Cecilia Chiang has passed away. Photo: Dustin Shum/South China Morning Post via Getty Images

Cecilia Chiang, who is credited with changing the course of Chinese food in America, has died. The San Francisco Chronicle reports the sad news, adding that Chiang was 100 years old.

Born and raised in a wealthy home in Beijing, she grew up as one of 12 children and was raised on, the Chronicle notes, food like red-cooked pork, pot stickers, and smoked duck. After fleeing Japanese-occupied Beijing in 1943, she went to Chongqing, Sichuan, and six years later fled to Japan during the Communist Revolution.

After visiting one of her sisters in San Francisco in 1959, Chiang moved to America and became a restaurateur in 1961. That year, she opened the Mandarin, which introduced Americans more widely to dishes now taken for granted as staples, including tea-smoked duck and hot and sour soup.

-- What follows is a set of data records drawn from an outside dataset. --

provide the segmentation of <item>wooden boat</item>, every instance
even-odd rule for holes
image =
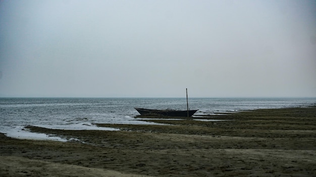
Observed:
[[[167,110],[151,110],[149,109],[134,108],[141,115],[151,115],[151,116],[165,116],[172,117],[191,117],[197,110],[175,110],[171,109]]]

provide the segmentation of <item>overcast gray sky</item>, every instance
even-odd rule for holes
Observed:
[[[315,1],[1,1],[0,97],[316,97]]]

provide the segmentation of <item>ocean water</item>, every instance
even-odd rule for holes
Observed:
[[[190,98],[194,115],[264,108],[308,107],[316,98]],[[119,130],[97,127],[94,123],[150,124],[135,119],[134,107],[186,110],[186,98],[0,98],[0,132],[24,139],[66,141],[51,135],[31,133],[27,125],[68,130]]]

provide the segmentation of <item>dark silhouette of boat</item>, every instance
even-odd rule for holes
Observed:
[[[171,117],[191,117],[197,110],[151,110],[134,108],[141,115],[165,116]]]

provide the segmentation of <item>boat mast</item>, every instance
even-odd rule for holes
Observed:
[[[189,103],[188,103],[188,88],[186,88],[187,92],[187,113],[188,117],[189,117]]]

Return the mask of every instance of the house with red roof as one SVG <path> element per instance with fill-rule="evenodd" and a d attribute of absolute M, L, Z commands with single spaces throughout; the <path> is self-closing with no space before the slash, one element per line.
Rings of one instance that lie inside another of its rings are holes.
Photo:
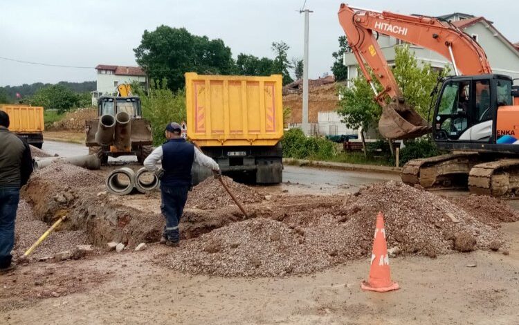
<path fill-rule="evenodd" d="M 420 16 L 419 15 L 415 15 Z M 486 53 L 494 73 L 519 78 L 519 44 L 513 44 L 494 26 L 493 23 L 484 17 L 475 17 L 462 12 L 454 12 L 437 17 L 445 24 L 453 24 L 477 41 Z M 379 35 L 378 42 L 390 65 L 394 64 L 394 47 L 404 44 L 388 35 Z M 450 66 L 449 60 L 436 52 L 410 44 L 410 49 L 419 62 L 428 63 L 435 68 L 443 69 Z M 344 64 L 348 67 L 349 79 L 356 77 L 357 61 L 353 53 L 345 53 Z M 453 74 L 454 73 L 453 72 Z M 515 82 L 519 84 L 519 80 Z"/>
<path fill-rule="evenodd" d="M 97 87 L 92 91 L 92 104 L 97 105 L 97 99 L 102 95 L 117 94 L 117 86 L 122 84 L 134 82 L 146 84 L 146 73 L 138 66 L 111 66 L 98 64 L 97 71 Z"/>

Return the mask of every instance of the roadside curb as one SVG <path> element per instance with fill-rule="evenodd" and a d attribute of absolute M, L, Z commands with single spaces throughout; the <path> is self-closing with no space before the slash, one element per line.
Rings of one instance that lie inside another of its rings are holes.
<path fill-rule="evenodd" d="M 376 165 L 348 164 L 345 162 L 333 162 L 331 161 L 307 160 L 305 159 L 283 158 L 283 163 L 288 165 L 320 167 L 336 169 L 352 170 L 361 171 L 373 171 L 378 173 L 400 174 L 401 167 L 379 166 Z"/>

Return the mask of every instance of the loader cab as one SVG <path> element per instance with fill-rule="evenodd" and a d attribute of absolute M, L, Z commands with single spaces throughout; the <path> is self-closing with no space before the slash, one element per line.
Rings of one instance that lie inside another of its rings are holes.
<path fill-rule="evenodd" d="M 511 78 L 502 75 L 444 78 L 432 121 L 435 140 L 495 143 L 498 110 L 512 104 L 511 87 Z"/>
<path fill-rule="evenodd" d="M 106 114 L 115 116 L 120 111 L 127 113 L 132 118 L 140 118 L 143 115 L 140 98 L 138 96 L 102 96 L 98 100 L 98 103 L 99 116 Z"/>

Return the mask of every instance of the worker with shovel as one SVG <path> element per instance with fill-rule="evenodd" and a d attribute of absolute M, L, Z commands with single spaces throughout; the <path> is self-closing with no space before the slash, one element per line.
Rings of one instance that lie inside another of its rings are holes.
<path fill-rule="evenodd" d="M 9 115 L 0 111 L 0 274 L 11 271 L 15 245 L 15 219 L 20 187 L 33 172 L 27 142 L 9 131 Z"/>
<path fill-rule="evenodd" d="M 161 179 L 161 210 L 166 219 L 161 243 L 168 246 L 178 246 L 180 241 L 179 223 L 191 187 L 193 162 L 210 169 L 216 177 L 221 175 L 218 164 L 182 138 L 181 131 L 178 123 L 168 124 L 165 128 L 167 141 L 144 160 L 146 169 Z M 162 160 L 160 169 L 156 166 L 158 160 Z"/>

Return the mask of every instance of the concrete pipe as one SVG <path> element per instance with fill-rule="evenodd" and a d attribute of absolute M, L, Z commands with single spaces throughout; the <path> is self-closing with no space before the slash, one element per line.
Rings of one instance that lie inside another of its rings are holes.
<path fill-rule="evenodd" d="M 99 119 L 95 142 L 100 145 L 110 145 L 113 143 L 113 131 L 116 129 L 116 118 L 110 114 L 104 114 Z"/>
<path fill-rule="evenodd" d="M 53 162 L 63 162 L 87 169 L 99 169 L 101 168 L 101 160 L 95 155 L 73 156 L 72 157 L 48 157 L 35 159 L 33 167 L 35 170 L 41 169 L 50 165 Z"/>
<path fill-rule="evenodd" d="M 149 193 L 158 187 L 158 178 L 155 173 L 148 171 L 145 167 L 137 171 L 135 174 L 135 188 L 140 193 Z"/>
<path fill-rule="evenodd" d="M 117 195 L 129 194 L 135 186 L 135 171 L 128 167 L 113 170 L 108 176 L 106 185 L 109 193 Z"/>
<path fill-rule="evenodd" d="M 127 152 L 131 149 L 131 118 L 126 112 L 116 115 L 113 143 L 119 151 Z"/>

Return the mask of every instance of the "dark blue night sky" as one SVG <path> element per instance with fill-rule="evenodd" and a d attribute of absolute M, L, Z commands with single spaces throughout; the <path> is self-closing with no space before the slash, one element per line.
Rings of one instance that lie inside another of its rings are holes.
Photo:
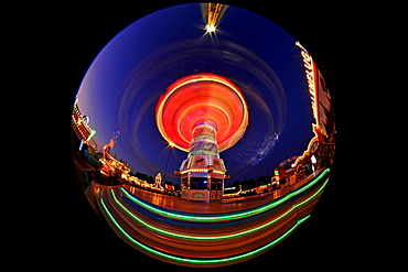
<path fill-rule="evenodd" d="M 120 130 L 111 154 L 132 172 L 173 175 L 186 153 L 169 150 L 154 121 L 157 101 L 174 80 L 196 73 L 227 77 L 249 106 L 243 139 L 221 153 L 232 178 L 272 175 L 301 155 L 313 137 L 311 100 L 296 40 L 269 20 L 229 7 L 216 35 L 205 34 L 200 4 L 164 9 L 129 25 L 95 58 L 78 93 L 78 106 L 101 150 Z M 300 41 L 301 42 L 301 41 Z"/>

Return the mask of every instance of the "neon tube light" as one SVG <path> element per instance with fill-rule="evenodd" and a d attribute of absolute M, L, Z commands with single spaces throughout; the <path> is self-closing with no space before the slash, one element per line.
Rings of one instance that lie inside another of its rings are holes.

In the New York Times one year ago, Tejal Rao wrote that Chiang “built her reputation exalting regional Chinese cuisine” and “worked to undo decades of anti-Chinese sentiment in the United States and broaden the understanding of Chinese culture.” It can’t go unnoted that the Mandarin opened four years before the passage of the Immigration and Nationality Act of 1965, which abolished the United States’ racist quota-based immigration policy. The passage of the law came 22 years after the repeal of the Chinese Exclusion Act, the 1875 federal law that prohibited immigration of Chinese workers. Chiang eventually sold the restaurant in the 1990s, and it closed in 2006, but as others have noted and will continue to do so, her legacy lives on in restaurants around the country.